Hughes slams Trigg to the ground and eventually takes his back, sinking in the rear-naked choke and earning the submission victory.
No. 5: Fedor Emelianenko
Career Defining Moment: Slapping an armbar on Hong-Man Choi
Fedor Emelianenko is one of the most dominant figures the history of the sport and is known as a small heavyweight who will pretty much fight anyone, of any weight, at any time.
In 2007, Fedor agreed to fight Hong-Man Choi, a fighter who outweighed him by more than 100lbs and was also about a foot taller than him.
Many thought that the size disadvantage would be too much to overcome, but Emelianenko persevered, showing that technique can trump size, easily.
Less than two minutes into the fight, Fedor slapped an armbar on Choi and Hong-man was forced to tap.
No. 4: Dan Henderson
Career Defining Moment: Holding championships in two separate weight classes in a major MMA promotion
Dan Henderson is an MMA legend and will be remembered for a lot of things, but the first thing that will come to most people's heads is that he was the first person to ever hold two championship belts, at the same time, within a major MMA promotion.
In 2005, Dan defeated Murilo Bustamante to win Pride's Welterweight Championship. Henderson held on to that belt until 2007, when he knocked out Wanderlei Silva to win himself the Pride Middleweight Championship as well.
No. 3: Randy Couture
Career Defining Moment: Coming out of retirement to defeat Tim Sylvia
Randy Couture will always be remembered most as a man who defied the odds. Almost every time fans thought he was done in this sport, he came back and surprised them with a shocking performance.
The most notable instance in which this occurred was Couture coming out of retirement to fight the then-heavyweight champion Tim Sylvia.
Sylvia was much taller than Randy and had a foot reach advantage, as well as being significantly heavier too.
The general consensus was that Tim was going to walk right through Couture, but the fighter in his forties would not be denied his comeback.

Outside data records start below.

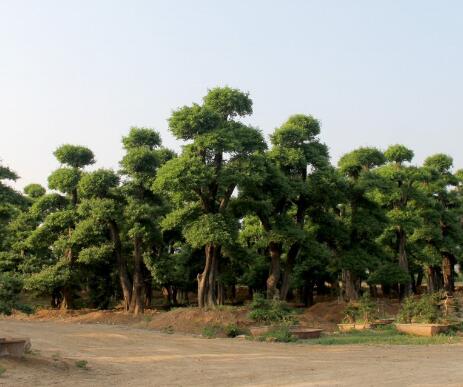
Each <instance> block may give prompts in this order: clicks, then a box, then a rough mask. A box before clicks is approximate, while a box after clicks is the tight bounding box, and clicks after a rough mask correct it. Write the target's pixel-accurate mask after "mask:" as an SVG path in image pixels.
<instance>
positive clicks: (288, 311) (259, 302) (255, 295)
mask: <svg viewBox="0 0 463 387" xmlns="http://www.w3.org/2000/svg"><path fill="white" fill-rule="evenodd" d="M249 317H250V318H251V319H253V320H254V321H257V322H261V323H275V322H282V321H288V322H289V321H291V322H293V323H294V318H293V317H292V316H291V308H290V307H289V306H288V304H287V303H286V302H284V301H280V300H279V299H277V298H275V299H273V300H267V299H266V298H265V296H264V295H263V294H259V293H256V294H254V297H253V299H252V303H251V312H250V313H249Z"/></svg>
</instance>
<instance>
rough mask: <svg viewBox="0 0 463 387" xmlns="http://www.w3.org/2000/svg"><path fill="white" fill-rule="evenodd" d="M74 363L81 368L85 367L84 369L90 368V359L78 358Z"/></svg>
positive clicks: (75, 364)
mask: <svg viewBox="0 0 463 387" xmlns="http://www.w3.org/2000/svg"><path fill="white" fill-rule="evenodd" d="M74 364H75V365H76V367H77V368H80V369H83V370H86V369H88V361H87V360H76V362H75V363H74Z"/></svg>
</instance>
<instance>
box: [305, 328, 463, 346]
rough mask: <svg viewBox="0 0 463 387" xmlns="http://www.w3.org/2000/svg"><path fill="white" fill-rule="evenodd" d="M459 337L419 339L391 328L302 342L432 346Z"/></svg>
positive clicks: (418, 336)
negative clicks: (407, 334) (429, 345)
mask: <svg viewBox="0 0 463 387" xmlns="http://www.w3.org/2000/svg"><path fill="white" fill-rule="evenodd" d="M460 342H461V340H460V338H459V337H456V336H451V335H437V336H431V337H421V336H413V335H407V334H405V333H400V332H398V331H397V330H396V329H395V328H394V327H393V326H391V325H389V326H385V327H384V328H376V329H365V330H362V331H355V330H354V331H350V332H345V333H341V332H337V333H334V334H330V335H324V336H322V337H320V338H318V339H310V340H306V341H304V343H306V344H309V345H433V344H456V343H460Z"/></svg>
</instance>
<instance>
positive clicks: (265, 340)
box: [258, 324, 297, 343]
mask: <svg viewBox="0 0 463 387" xmlns="http://www.w3.org/2000/svg"><path fill="white" fill-rule="evenodd" d="M258 340H260V341H274V342H279V343H290V342H293V341H296V340H297V339H296V338H295V337H294V336H293V335H292V334H291V331H290V329H289V325H288V324H282V325H279V326H276V327H274V328H273V329H272V330H271V331H269V332H267V333H265V334H264V335H262V336H260V337H259V338H258Z"/></svg>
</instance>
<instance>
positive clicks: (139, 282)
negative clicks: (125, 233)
mask: <svg viewBox="0 0 463 387" xmlns="http://www.w3.org/2000/svg"><path fill="white" fill-rule="evenodd" d="M122 143H123V147H124V149H125V150H126V154H125V155H124V157H123V159H122V160H121V163H120V164H121V172H120V173H121V175H122V176H123V177H124V181H123V184H122V188H121V189H122V192H123V194H124V197H125V202H126V204H125V208H124V218H125V224H126V227H127V236H128V238H129V239H130V240H131V242H132V246H133V250H132V251H133V280H132V284H133V289H132V296H131V301H130V307H129V310H130V311H131V312H132V313H134V314H139V313H143V311H144V307H145V301H144V298H143V297H144V296H145V298H147V299H151V294H150V293H151V276H150V273H149V271H148V269H147V267H146V265H145V262H144V260H145V259H147V260H149V259H150V256H152V254H153V250H157V249H159V246H158V248H156V247H154V246H155V245H156V244H158V245H159V244H161V243H162V241H161V240H162V236H161V230H160V219H161V216H162V215H164V213H165V211H166V203H165V199H164V198H163V196H162V195H161V194H158V193H154V192H153V191H152V190H151V186H152V185H153V183H154V180H155V178H156V174H157V172H158V168H159V167H161V166H162V164H164V163H165V162H166V161H168V160H170V159H172V158H173V157H174V153H173V152H172V151H169V150H168V149H165V148H162V147H161V137H160V136H159V133H158V132H156V131H154V130H152V129H148V128H136V127H133V128H131V129H130V132H129V134H128V135H127V136H126V137H124V138H123V139H122ZM144 291H145V292H144Z"/></svg>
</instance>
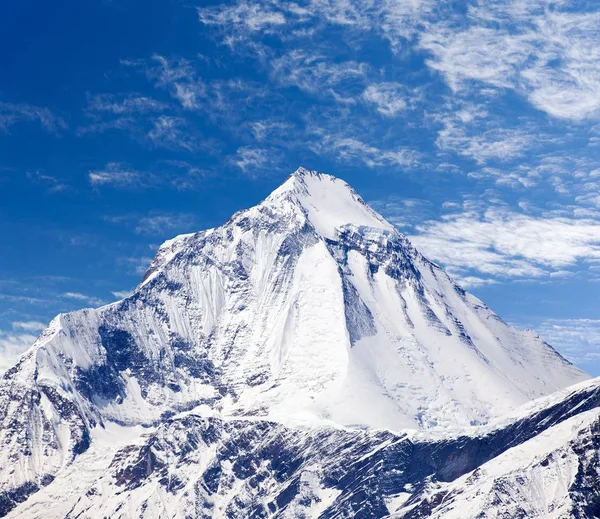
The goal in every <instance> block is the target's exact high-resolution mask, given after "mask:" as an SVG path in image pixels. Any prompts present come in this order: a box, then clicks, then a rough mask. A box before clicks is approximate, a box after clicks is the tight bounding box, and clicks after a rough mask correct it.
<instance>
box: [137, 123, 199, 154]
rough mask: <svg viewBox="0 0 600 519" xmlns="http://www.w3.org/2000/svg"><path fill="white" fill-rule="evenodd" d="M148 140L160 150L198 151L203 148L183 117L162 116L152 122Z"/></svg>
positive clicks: (148, 133)
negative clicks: (185, 150) (149, 140)
mask: <svg viewBox="0 0 600 519" xmlns="http://www.w3.org/2000/svg"><path fill="white" fill-rule="evenodd" d="M147 138H148V139H149V140H150V142H152V144H153V145H154V146H156V147H159V148H170V149H184V150H187V151H190V152H191V151H196V150H198V149H199V148H200V147H201V143H200V142H199V140H198V138H197V136H196V135H195V133H194V131H193V130H192V129H190V128H189V124H188V122H187V121H186V120H185V119H184V118H183V117H176V116H170V115H161V116H160V117H157V118H156V119H154V120H153V122H152V129H151V130H150V131H149V132H148V134H147Z"/></svg>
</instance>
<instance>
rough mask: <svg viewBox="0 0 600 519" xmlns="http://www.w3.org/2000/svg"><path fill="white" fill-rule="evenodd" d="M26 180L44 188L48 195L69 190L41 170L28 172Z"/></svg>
mask: <svg viewBox="0 0 600 519" xmlns="http://www.w3.org/2000/svg"><path fill="white" fill-rule="evenodd" d="M27 178H28V179H29V180H31V181H32V182H34V183H36V184H41V185H43V186H46V189H47V191H48V193H60V192H61V191H66V190H68V189H69V186H68V185H67V184H66V183H64V182H63V181H61V180H59V179H58V178H57V177H53V176H52V175H48V174H46V173H44V172H43V171H41V170H37V171H28V172H27Z"/></svg>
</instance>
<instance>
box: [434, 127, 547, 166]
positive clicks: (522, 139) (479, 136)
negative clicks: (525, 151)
mask: <svg viewBox="0 0 600 519" xmlns="http://www.w3.org/2000/svg"><path fill="white" fill-rule="evenodd" d="M539 138H540V137H539V136H536V135H535V134H532V133H530V132H528V131H526V130H525V129H510V128H495V129H491V130H485V131H482V130H481V128H476V127H475V128H473V127H472V128H469V129H467V128H465V127H464V126H457V125H455V124H453V123H451V122H447V123H446V125H445V127H444V128H443V129H442V130H440V131H439V133H438V138H437V140H436V144H437V146H438V147H439V148H440V149H442V150H445V151H453V152H455V153H458V154H459V155H463V156H465V157H469V158H471V159H473V160H474V161H475V162H477V163H478V164H485V163H486V162H489V161H491V160H501V161H509V160H513V159H515V158H518V157H522V156H523V154H524V153H525V151H527V150H528V149H530V148H532V147H533V146H534V145H535V144H536V140H537V139H539Z"/></svg>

Seconds into the first round, Randy floored Sylvia with a big right hand and it was all Captain America from there.
Throughout the fight he dominated Tim Standing and took him down at will, en route to winning a unanimous decision and capturing the UFC Heavyweight Championship.
No. 2: Georges St-Pierre
Career Defining Point: Winning rematch with Matt Hughes
At UFC 50, Georges St-Pierre got his first crack at the UFC welterweight championship. His opponent was his long-time idol, Matt Hughes.
St-Pierre was noticeably nervous at the beginning of the fight and didn't perform to his usual standard as a result. Georges got caught in an armbar at the end of the first round and was forced to submit.

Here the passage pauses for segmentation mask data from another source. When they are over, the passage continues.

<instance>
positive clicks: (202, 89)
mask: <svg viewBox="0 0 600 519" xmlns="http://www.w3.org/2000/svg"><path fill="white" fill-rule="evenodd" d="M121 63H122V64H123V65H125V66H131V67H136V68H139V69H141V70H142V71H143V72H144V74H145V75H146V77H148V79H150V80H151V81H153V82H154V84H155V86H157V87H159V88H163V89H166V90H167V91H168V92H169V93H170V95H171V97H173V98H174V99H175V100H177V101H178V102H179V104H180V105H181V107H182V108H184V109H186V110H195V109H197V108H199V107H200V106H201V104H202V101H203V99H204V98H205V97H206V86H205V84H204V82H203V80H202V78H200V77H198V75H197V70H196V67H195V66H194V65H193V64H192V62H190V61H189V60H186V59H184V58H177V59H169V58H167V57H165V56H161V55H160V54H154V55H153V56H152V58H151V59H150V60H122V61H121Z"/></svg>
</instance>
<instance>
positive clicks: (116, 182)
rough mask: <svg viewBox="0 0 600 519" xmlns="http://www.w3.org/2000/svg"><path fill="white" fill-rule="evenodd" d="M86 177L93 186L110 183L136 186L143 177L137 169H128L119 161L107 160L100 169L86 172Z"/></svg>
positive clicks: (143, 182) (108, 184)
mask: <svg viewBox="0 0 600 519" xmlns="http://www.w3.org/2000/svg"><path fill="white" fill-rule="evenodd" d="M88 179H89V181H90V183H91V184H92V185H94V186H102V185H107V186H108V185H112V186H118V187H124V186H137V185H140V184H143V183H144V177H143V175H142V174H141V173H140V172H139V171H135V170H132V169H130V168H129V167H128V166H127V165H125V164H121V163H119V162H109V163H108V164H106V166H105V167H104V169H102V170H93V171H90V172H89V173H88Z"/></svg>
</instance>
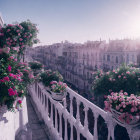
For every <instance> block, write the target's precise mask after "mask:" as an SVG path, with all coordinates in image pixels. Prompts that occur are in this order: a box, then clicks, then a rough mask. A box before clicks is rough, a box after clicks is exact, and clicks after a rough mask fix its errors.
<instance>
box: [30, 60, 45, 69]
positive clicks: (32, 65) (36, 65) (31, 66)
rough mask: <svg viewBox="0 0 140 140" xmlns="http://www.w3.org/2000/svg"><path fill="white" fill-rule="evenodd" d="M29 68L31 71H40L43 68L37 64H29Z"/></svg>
mask: <svg viewBox="0 0 140 140" xmlns="http://www.w3.org/2000/svg"><path fill="white" fill-rule="evenodd" d="M29 66H30V67H31V69H32V70H40V69H42V68H43V65H42V64H41V63H39V62H29Z"/></svg>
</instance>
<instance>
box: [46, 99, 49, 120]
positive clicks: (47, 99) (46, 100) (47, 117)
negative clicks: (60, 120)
mask: <svg viewBox="0 0 140 140" xmlns="http://www.w3.org/2000/svg"><path fill="white" fill-rule="evenodd" d="M46 101H47V106H46V107H47V108H46V114H47V119H49V100H48V97H47V99H46Z"/></svg>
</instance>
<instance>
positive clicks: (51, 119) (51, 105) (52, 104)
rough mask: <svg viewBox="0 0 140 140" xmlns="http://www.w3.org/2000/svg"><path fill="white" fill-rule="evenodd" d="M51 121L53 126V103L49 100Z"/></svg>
mask: <svg viewBox="0 0 140 140" xmlns="http://www.w3.org/2000/svg"><path fill="white" fill-rule="evenodd" d="M51 123H52V126H53V103H52V102H51Z"/></svg>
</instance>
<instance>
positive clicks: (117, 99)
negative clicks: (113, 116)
mask: <svg viewBox="0 0 140 140" xmlns="http://www.w3.org/2000/svg"><path fill="white" fill-rule="evenodd" d="M104 103H105V110H106V111H112V110H111V109H114V110H116V111H117V112H120V115H119V116H118V119H119V120H120V121H121V122H125V123H127V124H129V123H130V122H131V121H132V120H133V119H134V116H135V117H136V119H137V120H139V119H140V100H139V99H138V97H137V96H135V95H134V94H131V95H130V96H128V93H126V92H124V93H123V92H119V93H117V92H116V93H114V92H112V93H111V95H108V96H107V99H106V101H105V102H104Z"/></svg>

At UFC 65, GSP got a second chance and came in more confident, determined to defeat his idol.
St-Pierre did just that, winning the fight by TKO in the second round. Many were shocked to see the long-time champion Hughes lose in a such devastating fashion.

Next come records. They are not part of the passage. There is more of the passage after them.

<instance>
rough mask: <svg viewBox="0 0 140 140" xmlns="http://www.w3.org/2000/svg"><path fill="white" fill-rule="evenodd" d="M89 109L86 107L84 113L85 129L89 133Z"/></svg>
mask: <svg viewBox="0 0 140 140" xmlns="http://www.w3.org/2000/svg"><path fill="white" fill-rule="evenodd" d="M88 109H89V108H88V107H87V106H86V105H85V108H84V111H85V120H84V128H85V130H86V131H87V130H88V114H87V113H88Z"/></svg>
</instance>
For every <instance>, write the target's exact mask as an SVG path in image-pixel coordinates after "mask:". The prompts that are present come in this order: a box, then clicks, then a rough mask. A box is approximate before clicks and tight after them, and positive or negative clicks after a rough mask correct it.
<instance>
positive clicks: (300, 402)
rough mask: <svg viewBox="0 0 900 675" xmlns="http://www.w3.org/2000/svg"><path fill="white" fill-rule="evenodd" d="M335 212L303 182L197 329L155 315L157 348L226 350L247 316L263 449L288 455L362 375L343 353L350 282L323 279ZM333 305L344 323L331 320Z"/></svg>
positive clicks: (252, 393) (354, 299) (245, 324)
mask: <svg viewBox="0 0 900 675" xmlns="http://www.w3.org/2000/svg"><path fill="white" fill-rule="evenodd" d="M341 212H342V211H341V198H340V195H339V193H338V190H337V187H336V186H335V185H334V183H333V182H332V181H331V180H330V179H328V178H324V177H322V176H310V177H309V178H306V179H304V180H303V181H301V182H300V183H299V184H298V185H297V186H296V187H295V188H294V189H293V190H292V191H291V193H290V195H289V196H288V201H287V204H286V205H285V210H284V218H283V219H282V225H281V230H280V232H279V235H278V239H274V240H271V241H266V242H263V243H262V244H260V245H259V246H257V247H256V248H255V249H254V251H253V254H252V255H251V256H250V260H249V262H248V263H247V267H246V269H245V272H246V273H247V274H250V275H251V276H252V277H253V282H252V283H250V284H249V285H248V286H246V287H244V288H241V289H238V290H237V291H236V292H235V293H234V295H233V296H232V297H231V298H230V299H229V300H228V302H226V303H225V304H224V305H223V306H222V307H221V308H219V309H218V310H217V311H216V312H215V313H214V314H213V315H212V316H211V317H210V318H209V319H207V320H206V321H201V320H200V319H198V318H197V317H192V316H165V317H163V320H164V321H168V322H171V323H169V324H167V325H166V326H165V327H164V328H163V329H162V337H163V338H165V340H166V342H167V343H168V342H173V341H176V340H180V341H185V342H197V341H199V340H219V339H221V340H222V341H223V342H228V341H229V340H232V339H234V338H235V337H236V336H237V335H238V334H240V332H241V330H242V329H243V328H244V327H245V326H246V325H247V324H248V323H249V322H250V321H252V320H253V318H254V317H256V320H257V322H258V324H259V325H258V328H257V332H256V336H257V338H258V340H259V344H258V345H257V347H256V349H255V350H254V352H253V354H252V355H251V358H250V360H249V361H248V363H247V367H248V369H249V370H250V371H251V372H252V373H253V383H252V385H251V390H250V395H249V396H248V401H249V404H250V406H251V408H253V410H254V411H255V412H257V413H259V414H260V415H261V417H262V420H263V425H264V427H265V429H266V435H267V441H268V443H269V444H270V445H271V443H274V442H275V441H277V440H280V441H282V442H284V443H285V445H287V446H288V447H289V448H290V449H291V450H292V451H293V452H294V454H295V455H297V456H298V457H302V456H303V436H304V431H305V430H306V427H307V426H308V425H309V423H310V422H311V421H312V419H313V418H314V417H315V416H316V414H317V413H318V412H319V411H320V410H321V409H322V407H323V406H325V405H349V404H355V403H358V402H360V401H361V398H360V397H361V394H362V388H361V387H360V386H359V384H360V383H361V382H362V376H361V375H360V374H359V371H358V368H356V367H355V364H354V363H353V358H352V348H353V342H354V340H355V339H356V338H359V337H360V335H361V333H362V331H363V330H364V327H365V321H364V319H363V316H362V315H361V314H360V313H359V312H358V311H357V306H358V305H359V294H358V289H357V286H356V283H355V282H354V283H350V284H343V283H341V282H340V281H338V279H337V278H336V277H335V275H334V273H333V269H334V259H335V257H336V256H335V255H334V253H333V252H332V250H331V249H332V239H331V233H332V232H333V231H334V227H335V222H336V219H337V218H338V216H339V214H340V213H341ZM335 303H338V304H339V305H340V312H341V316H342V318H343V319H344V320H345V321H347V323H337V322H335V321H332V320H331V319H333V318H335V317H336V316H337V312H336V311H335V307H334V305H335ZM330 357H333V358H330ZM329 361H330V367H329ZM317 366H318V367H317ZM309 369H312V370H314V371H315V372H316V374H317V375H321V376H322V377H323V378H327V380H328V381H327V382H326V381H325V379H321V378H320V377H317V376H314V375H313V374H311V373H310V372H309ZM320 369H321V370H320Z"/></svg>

The fight was huge for GSP, given that he won his first UFC championship, and the fight also represented a huge passing of the guard in the welterweight division.
No. 1: Anderson Silva
Career Defining Moment: Knocking out Forrest Griffin with "pawing jab"
When Anderson Silva came into the Octagon, he very quickly made it apparent that he was in another league than everyone else in his division.
So, for a while fans were left to wonder: Just how good is Anderson Silva?
And then he fought Forrest Griffin and showed us.
Griffin is one of the better fighters in the light heavyweight division and has stood toe-to-toe with elite strikers like Quinton Jackson, Rashad Evand and Mauricio Rua and he's done well.
Anderson came out and made Forrest look bad.
Silva was able to easily move his head out of the way pretty much every time Griffin through a punch, while landing his own shots at will.
Credit to Forrest, he hung in there and tried to fight back, but it didn't go well for him.
Griffin kept moving forward while being badly hurt and ended up being knocked out by what Joe Rogan referred to as "a pawing jab".
This fight put Anderson's superman status up to a-whole-nother level.